Stitch UED Guidelines provide interaction principles, a visual vocabulary, and a prompt structure to shape Stitch outputs. Use it when users ask about layout, style terms, or device constraints, and when structuring or improving Stitch prompts. It also helps coordinate with stitch-ui-designer and blends with stitch-ui-prompt-architect to turn vague ideas into concrete prompts.

How This Skill Works

Follow a four-part prompt structure: Context & Style, Layout Structure, Component Details, and Content & Data.
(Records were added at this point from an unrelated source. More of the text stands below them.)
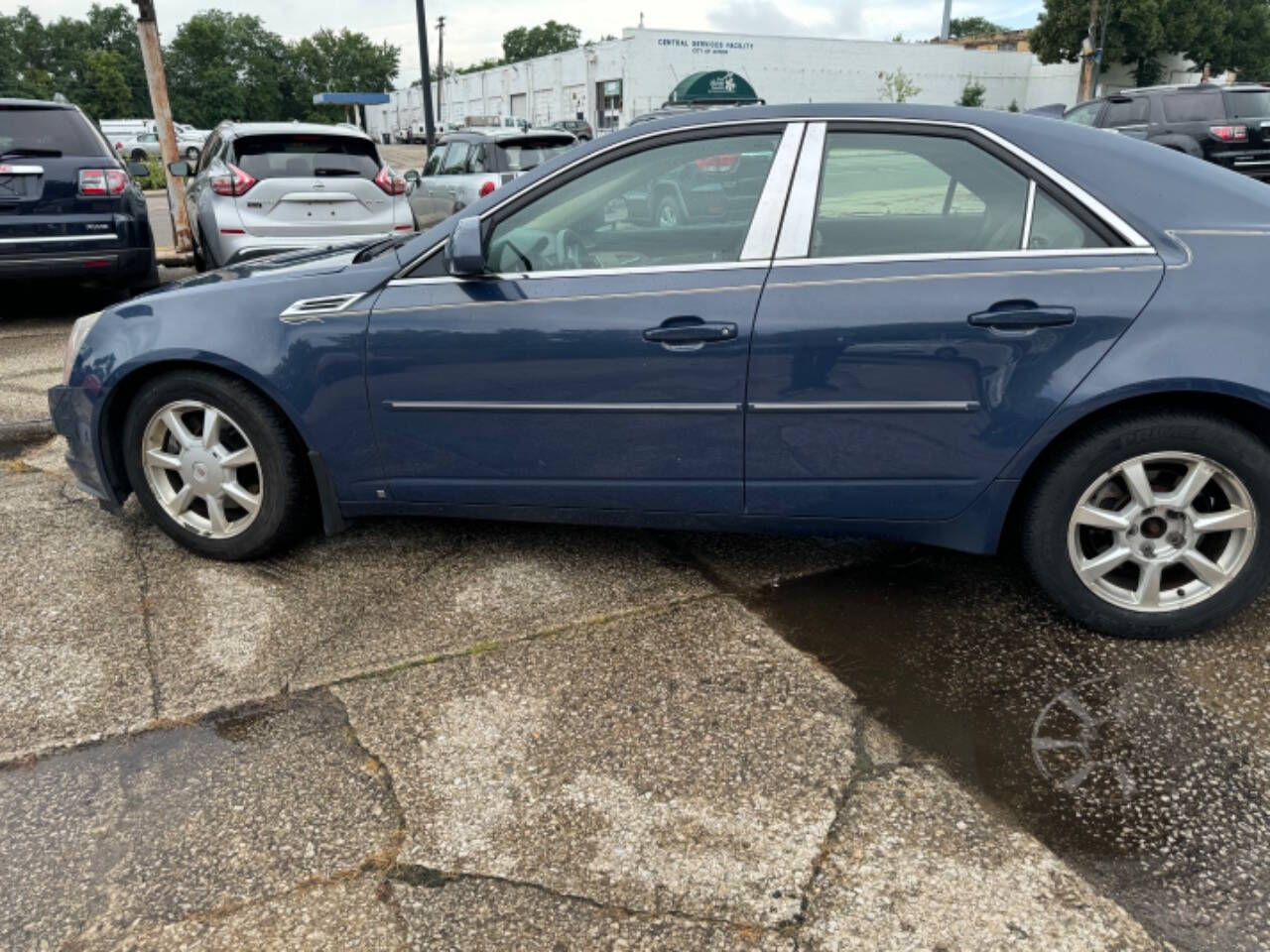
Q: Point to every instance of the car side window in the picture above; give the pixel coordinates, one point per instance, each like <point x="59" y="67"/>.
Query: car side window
<point x="456" y="159"/>
<point x="1086" y="114"/>
<point x="899" y="193"/>
<point x="1057" y="229"/>
<point x="672" y="204"/>
<point x="434" y="166"/>
<point x="1130" y="112"/>
<point x="1194" y="107"/>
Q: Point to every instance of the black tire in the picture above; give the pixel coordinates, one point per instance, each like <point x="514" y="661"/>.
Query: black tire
<point x="286" y="509"/>
<point x="1096" y="451"/>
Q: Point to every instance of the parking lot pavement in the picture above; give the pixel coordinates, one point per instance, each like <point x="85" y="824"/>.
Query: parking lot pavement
<point x="444" y="735"/>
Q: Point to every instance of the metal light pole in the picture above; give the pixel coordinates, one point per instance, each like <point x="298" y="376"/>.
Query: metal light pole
<point x="421" y="18"/>
<point x="441" y="64"/>
<point x="151" y="55"/>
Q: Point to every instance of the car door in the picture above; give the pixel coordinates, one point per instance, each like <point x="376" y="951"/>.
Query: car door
<point x="601" y="363"/>
<point x="935" y="296"/>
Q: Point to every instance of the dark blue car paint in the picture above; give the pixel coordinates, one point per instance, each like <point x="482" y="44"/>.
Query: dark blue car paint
<point x="942" y="477"/>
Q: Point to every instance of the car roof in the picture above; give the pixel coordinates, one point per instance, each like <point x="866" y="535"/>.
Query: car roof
<point x="35" y="104"/>
<point x="282" y="128"/>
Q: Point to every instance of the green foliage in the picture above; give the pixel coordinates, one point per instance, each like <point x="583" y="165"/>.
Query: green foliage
<point x="973" y="27"/>
<point x="1227" y="35"/>
<point x="971" y="94"/>
<point x="897" y="86"/>
<point x="218" y="64"/>
<point x="550" y="37"/>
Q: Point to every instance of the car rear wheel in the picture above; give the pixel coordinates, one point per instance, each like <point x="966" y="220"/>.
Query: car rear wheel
<point x="214" y="466"/>
<point x="1150" y="527"/>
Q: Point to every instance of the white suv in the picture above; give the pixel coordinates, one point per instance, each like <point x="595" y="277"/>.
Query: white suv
<point x="268" y="186"/>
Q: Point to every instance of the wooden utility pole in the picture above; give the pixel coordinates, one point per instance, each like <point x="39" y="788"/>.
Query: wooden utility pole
<point x="441" y="66"/>
<point x="430" y="131"/>
<point x="151" y="55"/>
<point x="1089" y="51"/>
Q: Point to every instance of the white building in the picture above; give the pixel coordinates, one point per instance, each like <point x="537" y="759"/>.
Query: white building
<point x="612" y="81"/>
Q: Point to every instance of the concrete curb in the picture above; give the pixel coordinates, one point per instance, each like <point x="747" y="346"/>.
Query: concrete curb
<point x="26" y="429"/>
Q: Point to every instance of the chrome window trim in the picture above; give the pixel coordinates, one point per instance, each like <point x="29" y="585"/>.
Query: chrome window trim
<point x="1092" y="204"/>
<point x="1014" y="254"/>
<point x="870" y="407"/>
<point x="766" y="222"/>
<point x="507" y="407"/>
<point x="33" y="240"/>
<point x="795" y="240"/>
<point x="1028" y="214"/>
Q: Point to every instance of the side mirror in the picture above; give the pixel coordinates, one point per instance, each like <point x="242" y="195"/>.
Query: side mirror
<point x="465" y="258"/>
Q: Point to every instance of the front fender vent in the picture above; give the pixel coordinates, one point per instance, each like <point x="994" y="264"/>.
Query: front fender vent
<point x="312" y="308"/>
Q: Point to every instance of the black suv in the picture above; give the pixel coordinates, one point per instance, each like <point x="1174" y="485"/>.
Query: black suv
<point x="1224" y="125"/>
<point x="67" y="206"/>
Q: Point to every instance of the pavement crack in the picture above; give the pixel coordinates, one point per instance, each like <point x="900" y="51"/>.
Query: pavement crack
<point x="146" y="619"/>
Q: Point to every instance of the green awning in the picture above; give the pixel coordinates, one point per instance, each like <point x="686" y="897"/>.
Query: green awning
<point x="714" y="86"/>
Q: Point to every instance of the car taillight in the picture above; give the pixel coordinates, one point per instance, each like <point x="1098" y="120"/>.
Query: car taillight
<point x="1229" y="134"/>
<point x="236" y="182"/>
<point x="102" y="182"/>
<point x="390" y="182"/>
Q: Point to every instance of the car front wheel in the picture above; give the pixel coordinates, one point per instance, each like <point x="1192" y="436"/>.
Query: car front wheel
<point x="214" y="466"/>
<point x="1151" y="527"/>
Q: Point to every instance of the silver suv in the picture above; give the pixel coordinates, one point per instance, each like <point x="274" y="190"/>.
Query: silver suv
<point x="267" y="186"/>
<point x="470" y="164"/>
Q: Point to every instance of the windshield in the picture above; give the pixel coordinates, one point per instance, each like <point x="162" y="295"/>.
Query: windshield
<point x="522" y="155"/>
<point x="1247" y="104"/>
<point x="302" y="157"/>
<point x="50" y="132"/>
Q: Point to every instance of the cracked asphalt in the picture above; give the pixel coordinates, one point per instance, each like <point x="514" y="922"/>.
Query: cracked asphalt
<point x="448" y="735"/>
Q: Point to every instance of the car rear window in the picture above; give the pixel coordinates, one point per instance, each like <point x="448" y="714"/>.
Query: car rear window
<point x="524" y="154"/>
<point x="304" y="157"/>
<point x="1247" y="104"/>
<point x="63" y="131"/>
<point x="1193" y="107"/>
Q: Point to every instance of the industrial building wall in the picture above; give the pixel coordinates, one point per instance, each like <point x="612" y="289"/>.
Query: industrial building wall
<point x="644" y="64"/>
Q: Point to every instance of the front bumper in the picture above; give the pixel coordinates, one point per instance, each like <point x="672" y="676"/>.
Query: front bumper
<point x="71" y="409"/>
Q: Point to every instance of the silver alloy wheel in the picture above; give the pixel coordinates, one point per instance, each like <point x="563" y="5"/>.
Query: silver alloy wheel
<point x="1162" y="532"/>
<point x="202" y="468"/>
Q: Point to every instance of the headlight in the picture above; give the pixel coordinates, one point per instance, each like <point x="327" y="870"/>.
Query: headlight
<point x="79" y="331"/>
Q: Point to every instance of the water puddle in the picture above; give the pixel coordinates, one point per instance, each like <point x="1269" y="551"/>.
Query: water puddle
<point x="1130" y="760"/>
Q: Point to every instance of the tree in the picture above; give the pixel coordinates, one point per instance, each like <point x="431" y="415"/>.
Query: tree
<point x="550" y="37"/>
<point x="971" y="94"/>
<point x="1225" y="35"/>
<point x="973" y="27"/>
<point x="897" y="86"/>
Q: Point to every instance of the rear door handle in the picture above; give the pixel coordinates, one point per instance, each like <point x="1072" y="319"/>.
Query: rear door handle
<point x="1023" y="315"/>
<point x="697" y="333"/>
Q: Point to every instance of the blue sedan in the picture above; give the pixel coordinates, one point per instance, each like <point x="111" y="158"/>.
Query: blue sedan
<point x="951" y="326"/>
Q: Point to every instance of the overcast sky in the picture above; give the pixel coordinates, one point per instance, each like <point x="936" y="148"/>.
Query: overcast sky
<point x="474" y="28"/>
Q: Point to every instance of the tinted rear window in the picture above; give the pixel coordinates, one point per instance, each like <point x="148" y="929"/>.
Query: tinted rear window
<point x="1251" y="104"/>
<point x="62" y="130"/>
<point x="303" y="157"/>
<point x="1194" y="107"/>
<point x="524" y="154"/>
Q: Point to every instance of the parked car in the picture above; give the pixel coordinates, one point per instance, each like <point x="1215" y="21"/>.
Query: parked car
<point x="578" y="127"/>
<point x="933" y="324"/>
<point x="467" y="166"/>
<point x="144" y="145"/>
<point x="268" y="186"/>
<point x="1228" y="126"/>
<point x="68" y="208"/>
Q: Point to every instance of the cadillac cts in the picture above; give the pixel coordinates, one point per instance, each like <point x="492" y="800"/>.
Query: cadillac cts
<point x="939" y="325"/>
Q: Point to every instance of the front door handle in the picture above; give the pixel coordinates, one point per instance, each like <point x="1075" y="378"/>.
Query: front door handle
<point x="1023" y="315"/>
<point x="695" y="333"/>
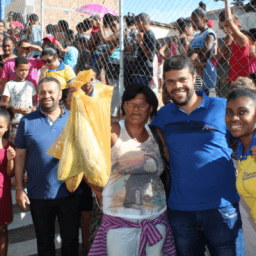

Choose between Standard Mode for speed or Experimental Mode for high-fidelity design, and apply the included visual vocabulary and a quick design checklist before generating prompts.

When to Use It

  • You need guidance on layout or style terms (e.g., Masonry, Glassmorphism, Sidebar) or device constraints (mobile vs desktop width, touch targets).
  • You want to structure or improve a Stitch prompt (Context → Layout → Component → Content) for consistency and clarity.
  • You are coordinating with stitch-ui-designer to align UED/accessibility/design-system requirements with Stitch generation.
  • You need to transform vague ideas into a full Stitch prompt using stitch-ui-prompt-architect, or to combine structure with vocabulary for concrete outputs.
  • You are comparing design modes to decide speed vs fidelity for a given task (rapid wireframes vs high-fidelity UI).

Quick Start

  1. Step 1: Define Context & Style (device, app type, theme) for your target prompt.
  2. Step 2: Outline Layout Structure (mobile/desktop, navigation, main areas or grids).
  3. Step 3: Detail Components & Content (names, data, states) and run the quick checklist.

Best Practices

  • Start with Context & Style (device, app type, theme) before outlining layout.
  • Define Layout Structure (mobile vs desktop, grid, navigation) clearly to guide generation.
  • Specify Key Components with precise names and attributes (avoid generic terms like 'a list').
  • Utilize the Visual Vocabulary (Layout Patterns and Style Modifiers) to control look and feel.
  • Run the quick checklist (real content/state, proper components, etc.) before generating outputs.

Example Use Cases

  • Explain Masonry layout terms for a gallery screen while considering mobile constraints.
  • Structure a Stitch prompt for a login screen with bottom navigation and a responsive grid.
  • Turn a napkin sketch into a production-ready dashboard using Experimental Mode.
  • Coordinate with stitch-ui-designer to ensure accessibility labels and component naming align with the design system.
  • Transform a vague idea into a Prompt with Workout Cards that include a map thumbnail, duration, and Start button.